St. Edward or Saint Edward is a city in Boone County, Nebraska, United States. The population was 725 at the 2020 census.

==History==
St. Edward was founded in 1871. An early variant name was "Waterville". A post office called Waterville was established in 1874, and the name was changed to Saint Edward in 1877. The present name honors Edward Sorin, C.S.C., a Roman Catholic priest.

==Geography==
St. Edward is located at (41.571350, -97.861282).

According to the United States Census Bureau, the city has a total area of 0.66 sqmi, all land.

==Demographics==

Historical population
| Census | Pop. | Note | %± |
| 1880 | 158 |  | — |
| 1890 | 293 |  | 85.4% |
| 1900 | 625 |  | 113.3% |
| 1910 | 814 |  | 30.2% |
| 1920 | 1,002 |  | 23.1% |
| 1930 | 1,030 |  | 2.8% |
| 1940 | 893 |  | −13.3% |
| 1950 | 917 |  | 2.7% |
| 1960 | 777 |  | −15.3% |
| 1970 | 853 |  | 9.8% |
| 1980 | 891 |  | 4.5% |
| 1990 | 822 |  | −7.7% |
| 2000 | 796 |  | −3.2% |
| 2010 | 705 |  | −11.4% |
| 2020 | 725 |  | 2.8% |
U.S. Decennial Census

===2010 census===
As of the census of 2010, there were 705 people, 292 households, and 181 families residing in the city. The population density was 1068.2 PD/sqmi. There were 337 housing units at an average density of 510.6 /sqmi. The racial makeup of the city was 97.6% White, 1.4% African American, 0.1% Asian, 0.6% from other races, and 0.3% from two or more races. Hispanic or Latino people of any race were 1.4% of the population.

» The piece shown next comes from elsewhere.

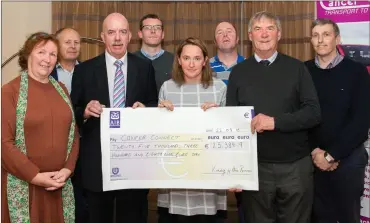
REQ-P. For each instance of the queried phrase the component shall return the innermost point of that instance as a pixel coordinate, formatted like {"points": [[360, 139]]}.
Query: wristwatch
{"points": [[328, 157]]}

There were 292 households, of which 28.4% had children under the age of 18 living with them, 50.0% were married couples living together, 8.9% had a female householder with no husband present, 3.1% had a male householder with no wife present, and 38.0% were non-families. 34.6% of all households were made up of individuals, and 19.5% had someone living alone who was 65 years of age or older. The average household size was 2.29 and the average family size was 2.93.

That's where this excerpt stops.